COGITAO: A Visual Reasoning Framework To Study Compositionality & Generalization

Imagine you are teaching a robot how to clean your room. You show it how to pick up a sock and put it in the hamper. You show it how to pick up a book and put it on the shelf.

If the robot is truly smart, it should be able to figure out how to pick up a sock and then put it on the shelf, or pick up a book and then put it in the hamper, even if you never specifically showed it those exact combinations. This ability to mix and match learned skills to solve new problems is called compositional generalization. It's a superpower of human intelligence, but for Artificial Intelligence (AI), it's like trying to teach a dog to do calculus.

This paper introduces a new tool called COGITAO (a mouthful, so let's just call it the "Lego Lab") designed to test exactly how good AI is at this kind of mixing-and-matching.

The Problem: AI is a "Pattern Matcher," Not a "Thinker"

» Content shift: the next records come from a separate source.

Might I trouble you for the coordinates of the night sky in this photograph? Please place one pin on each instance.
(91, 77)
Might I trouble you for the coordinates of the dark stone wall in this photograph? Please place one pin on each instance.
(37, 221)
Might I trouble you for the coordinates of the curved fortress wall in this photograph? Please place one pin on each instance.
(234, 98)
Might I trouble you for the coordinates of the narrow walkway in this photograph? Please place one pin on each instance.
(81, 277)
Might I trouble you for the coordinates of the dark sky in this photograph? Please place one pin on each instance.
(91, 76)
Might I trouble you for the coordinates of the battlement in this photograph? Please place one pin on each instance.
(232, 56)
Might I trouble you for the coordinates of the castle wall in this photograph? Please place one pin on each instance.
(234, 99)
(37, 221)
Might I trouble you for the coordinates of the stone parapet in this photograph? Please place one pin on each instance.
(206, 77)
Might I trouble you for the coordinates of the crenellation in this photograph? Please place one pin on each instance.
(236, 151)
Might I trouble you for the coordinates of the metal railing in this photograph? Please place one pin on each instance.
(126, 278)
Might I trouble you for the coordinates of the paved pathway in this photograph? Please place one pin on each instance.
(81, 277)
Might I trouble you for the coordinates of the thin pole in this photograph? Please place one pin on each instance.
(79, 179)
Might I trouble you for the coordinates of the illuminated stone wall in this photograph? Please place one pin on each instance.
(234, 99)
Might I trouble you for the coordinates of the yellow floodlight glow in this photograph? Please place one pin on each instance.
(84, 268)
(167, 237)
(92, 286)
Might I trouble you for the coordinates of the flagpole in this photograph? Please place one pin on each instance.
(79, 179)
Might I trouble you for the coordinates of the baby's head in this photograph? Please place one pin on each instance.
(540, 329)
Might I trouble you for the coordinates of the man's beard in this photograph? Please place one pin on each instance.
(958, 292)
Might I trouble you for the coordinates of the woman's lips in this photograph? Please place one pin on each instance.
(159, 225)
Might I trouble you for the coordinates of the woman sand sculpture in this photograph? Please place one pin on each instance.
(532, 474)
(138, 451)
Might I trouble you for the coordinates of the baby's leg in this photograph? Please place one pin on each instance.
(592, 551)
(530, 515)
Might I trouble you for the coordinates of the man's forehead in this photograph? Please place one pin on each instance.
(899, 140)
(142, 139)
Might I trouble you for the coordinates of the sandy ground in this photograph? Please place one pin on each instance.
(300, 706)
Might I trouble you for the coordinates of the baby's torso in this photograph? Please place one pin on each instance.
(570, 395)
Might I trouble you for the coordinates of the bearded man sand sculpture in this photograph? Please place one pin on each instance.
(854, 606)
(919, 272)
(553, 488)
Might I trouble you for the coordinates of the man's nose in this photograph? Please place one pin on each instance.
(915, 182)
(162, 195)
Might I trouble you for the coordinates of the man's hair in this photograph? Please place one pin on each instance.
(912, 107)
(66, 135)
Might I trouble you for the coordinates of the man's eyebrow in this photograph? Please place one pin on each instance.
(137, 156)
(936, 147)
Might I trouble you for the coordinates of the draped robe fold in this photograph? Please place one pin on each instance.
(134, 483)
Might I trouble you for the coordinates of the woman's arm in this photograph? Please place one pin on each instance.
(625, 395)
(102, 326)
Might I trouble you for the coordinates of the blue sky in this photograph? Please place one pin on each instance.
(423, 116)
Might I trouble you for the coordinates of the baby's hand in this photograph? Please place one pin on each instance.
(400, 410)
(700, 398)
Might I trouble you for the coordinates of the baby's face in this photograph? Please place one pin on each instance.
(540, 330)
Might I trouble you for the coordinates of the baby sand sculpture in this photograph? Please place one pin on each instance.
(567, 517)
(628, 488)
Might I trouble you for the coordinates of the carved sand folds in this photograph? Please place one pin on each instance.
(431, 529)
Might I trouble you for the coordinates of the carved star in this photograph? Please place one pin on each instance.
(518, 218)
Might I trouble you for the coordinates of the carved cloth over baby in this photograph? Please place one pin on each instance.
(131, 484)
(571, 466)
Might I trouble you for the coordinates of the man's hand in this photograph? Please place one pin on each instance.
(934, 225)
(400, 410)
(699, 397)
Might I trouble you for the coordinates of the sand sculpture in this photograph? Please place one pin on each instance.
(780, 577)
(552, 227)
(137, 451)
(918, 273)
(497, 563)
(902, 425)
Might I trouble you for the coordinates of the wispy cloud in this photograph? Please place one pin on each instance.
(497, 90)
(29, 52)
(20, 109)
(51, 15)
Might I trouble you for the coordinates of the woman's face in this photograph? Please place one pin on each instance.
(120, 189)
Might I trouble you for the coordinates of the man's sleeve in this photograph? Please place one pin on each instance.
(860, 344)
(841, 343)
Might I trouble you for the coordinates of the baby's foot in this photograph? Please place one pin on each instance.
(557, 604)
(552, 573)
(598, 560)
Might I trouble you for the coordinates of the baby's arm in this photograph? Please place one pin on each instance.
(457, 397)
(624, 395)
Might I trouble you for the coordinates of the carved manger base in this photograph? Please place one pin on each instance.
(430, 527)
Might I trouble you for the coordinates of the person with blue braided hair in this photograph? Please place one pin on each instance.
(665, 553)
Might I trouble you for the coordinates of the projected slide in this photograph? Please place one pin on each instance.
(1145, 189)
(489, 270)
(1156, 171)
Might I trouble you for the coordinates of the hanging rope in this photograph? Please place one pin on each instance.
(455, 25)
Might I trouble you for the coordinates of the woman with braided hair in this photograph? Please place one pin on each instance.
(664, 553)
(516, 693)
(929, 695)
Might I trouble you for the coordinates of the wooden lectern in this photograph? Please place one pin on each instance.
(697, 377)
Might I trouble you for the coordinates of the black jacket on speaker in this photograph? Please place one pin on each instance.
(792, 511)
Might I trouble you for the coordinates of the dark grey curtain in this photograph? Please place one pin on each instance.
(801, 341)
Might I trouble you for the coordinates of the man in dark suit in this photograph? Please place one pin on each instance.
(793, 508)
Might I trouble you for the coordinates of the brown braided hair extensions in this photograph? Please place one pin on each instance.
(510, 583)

Current AI models (like the ones powering chatbots or image generators) are incredibly good at memorizing patterns. If you show them a million pictures of a cat, they can spot a cat. But if you ask them to do something slightly new—like "rotate the cat and then make it blue"—they often get confused. They tend to just guess based on what they've seen before, rather than actually understanding the rules of how to combine actions.

The researchers wanted a way to test this without the messiness of the real world (like bad lighting or messy rooms). They needed a clean, controlled environment.

The Solution: The "Lego Lab" (COGITAO)

Think of COGITAO as a giant, infinite digital sandbox made of grids (like graph paper).

The Objects: Instead of real cats or cars, the AI sees simple shapes (squares, circles, weird blobs) made of colored pixels.
The Actions: The researchers created a "toolbox" of 28 simple moves. You can rotate a shape, move it up, flip it, change its color, or cut a piece off.
The Game: The AI is given an "Input Grid" (a picture of shapes) and a "Rule" (a list of moves, like "Rotate 90 degrees, then move up"). It has to draw the "Output Grid" (what the picture looks like after the moves).

The magic of COGITAO is that it can generate millions of unique puzzles. It can make the rules easy (just move one shape) or incredibly hard (rotate three shapes, flip two, and change the colors of all of them in a specific order).

The Experiment: Testing the AI's Brain

The researchers took several state-of-the-art AI models (some designed for vision, some for language, some designed to "think" step-by-step) and put them through the COGITAO Lab.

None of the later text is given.